Fourth act, curtain rise on the thrilling dit-dit-dit-dit from the radio shack—“Midnight on the Hurricane Deck”—and the play pretty quickly resolved itself. Finally—the gang outfoxed by McSherry, the reformed cardsharp—The Greyhound either jumped or fell to his death over the side of the ship in the last and best effect of the play. We saw him plunge over the side . . . then silence through a long two seconds, the others up there on the hurricane deck staring down after him, horrified . . . Then we heard the splash! Heard it, and an instant later saw the top of an actual spout of water appear at the ship’s rail! And—a brilliant touch—this splash appeared a little further down along the rail because the ship, you see, was moving. “Man overboard!” someone yelled, and with my lovely Claire in McSherry’s arms, the final curtain began descending to—don’t ask me why—the wonderfully, hissingly dramatic dit-dit-dit of the wireless. And then, for the very first time in the play, a sudden blast of sound filling the theater, shaking the walls, from the great ship’s horn blasting over and over along with that urgent dit-dit-dit as the swaying gold tassels gradually lowered. You couldn’t think for the sound, and we went wild, went crazy. For this we’d have pounded our palms if we hadn’t even seen the play.
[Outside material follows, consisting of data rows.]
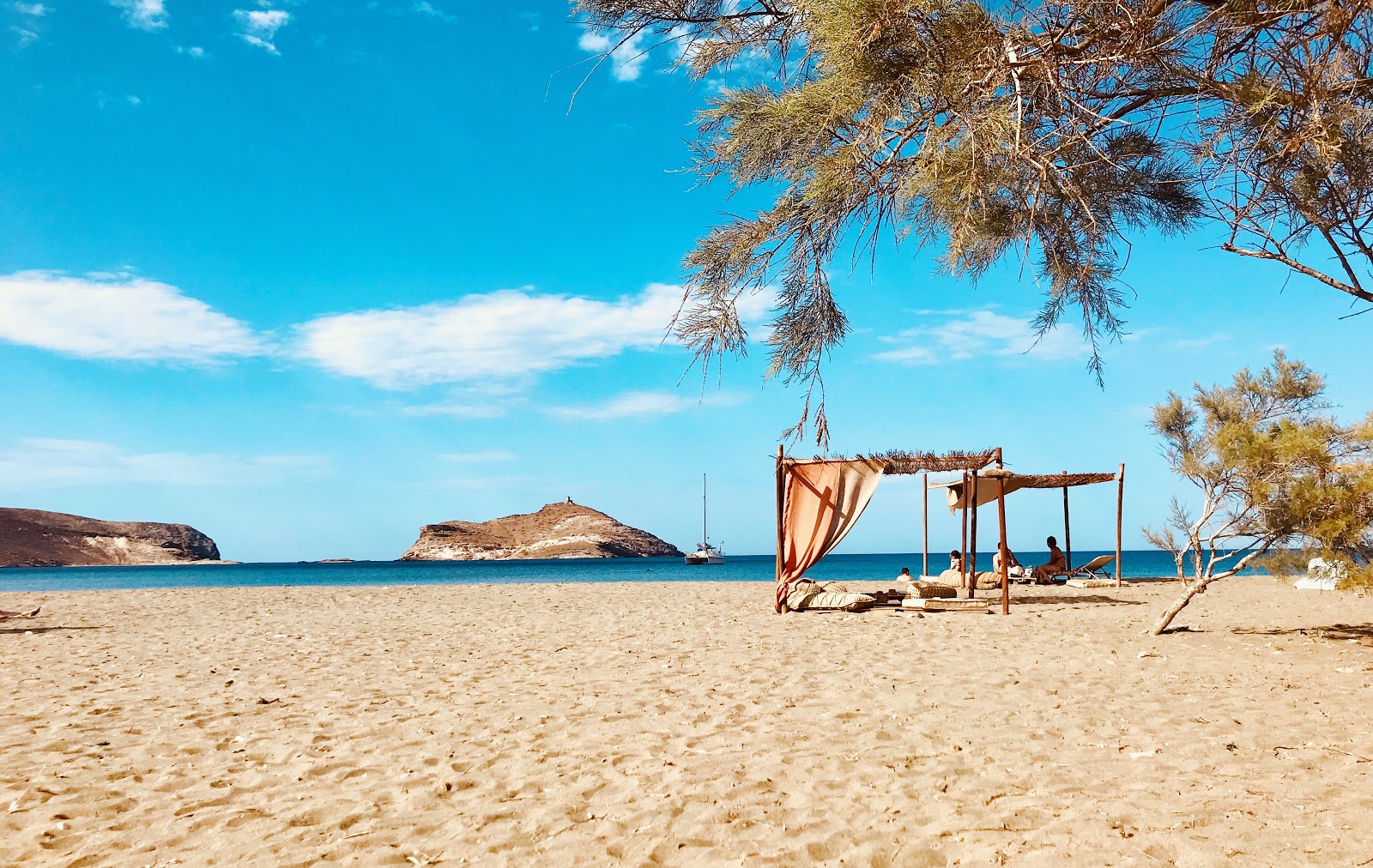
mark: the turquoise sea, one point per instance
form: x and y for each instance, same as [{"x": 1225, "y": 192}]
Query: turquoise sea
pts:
[{"x": 736, "y": 569}]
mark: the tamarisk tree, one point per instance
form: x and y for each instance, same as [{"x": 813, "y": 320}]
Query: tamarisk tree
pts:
[
  {"x": 1041, "y": 130},
  {"x": 1270, "y": 467}
]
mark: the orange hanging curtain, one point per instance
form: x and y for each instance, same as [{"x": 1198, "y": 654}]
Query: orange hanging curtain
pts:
[{"x": 824, "y": 500}]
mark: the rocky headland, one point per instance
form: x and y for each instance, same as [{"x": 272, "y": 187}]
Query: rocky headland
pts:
[
  {"x": 558, "y": 530},
  {"x": 38, "y": 539}
]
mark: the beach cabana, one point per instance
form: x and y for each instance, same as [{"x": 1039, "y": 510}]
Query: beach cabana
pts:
[
  {"x": 819, "y": 502},
  {"x": 972, "y": 492}
]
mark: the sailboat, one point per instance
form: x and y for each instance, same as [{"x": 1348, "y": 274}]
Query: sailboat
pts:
[{"x": 705, "y": 552}]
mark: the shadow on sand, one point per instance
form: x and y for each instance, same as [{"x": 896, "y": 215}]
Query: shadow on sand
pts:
[
  {"x": 47, "y": 630},
  {"x": 1334, "y": 630},
  {"x": 1071, "y": 600}
]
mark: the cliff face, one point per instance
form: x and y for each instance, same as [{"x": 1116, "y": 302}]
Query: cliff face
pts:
[
  {"x": 36, "y": 539},
  {"x": 558, "y": 530}
]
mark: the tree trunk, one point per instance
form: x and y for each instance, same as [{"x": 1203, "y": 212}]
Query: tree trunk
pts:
[{"x": 1178, "y": 605}]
But I didn’t forget why I was here. Got my hat from under my seat, swung my legs out to stand in the aisle, and, crouching low, hustled up the dark aisle; and the deep blast of the horn and the electric sparking dit-dit-dit of the wireless gave a wild urgency to what I was doing, a thrill of drama and excitement. Z would be out there. He really would, I knew it! Out on the walk in the next few minutes, and I’d be there waiting to see his face.
Across the tiled floor of the lobby, empty except for a pair of Gibson girls talking, and I was the very first of the audience to reach the sidewalk in front of the Knickerbocker. Somewhere, maybe a block or so away, the Dove Lady was walking toward me.
A man came out of the theater, glanced at me, carefully fitted on his derby, then walked off. Up the street the Times tower stood against the blue-white sky. Three women came out of the theater, all talking, laughing, none listening. A few more . . . Then suddenly the crowd came surging through every door, some immediately walking off, but a lot of them simply stopping dead on the walk to chatter. Now pedestrians had to wind their way through this swelling crowd, and I stood watching, excited but worried. Because I didn’t know what exactly I was looking for, and when the Dove Lady came walking by, as she would . . . with Z staring after her, as he would . . . just what would I see? What if “Dove Lady” was only a name, nothing I could actually recognize?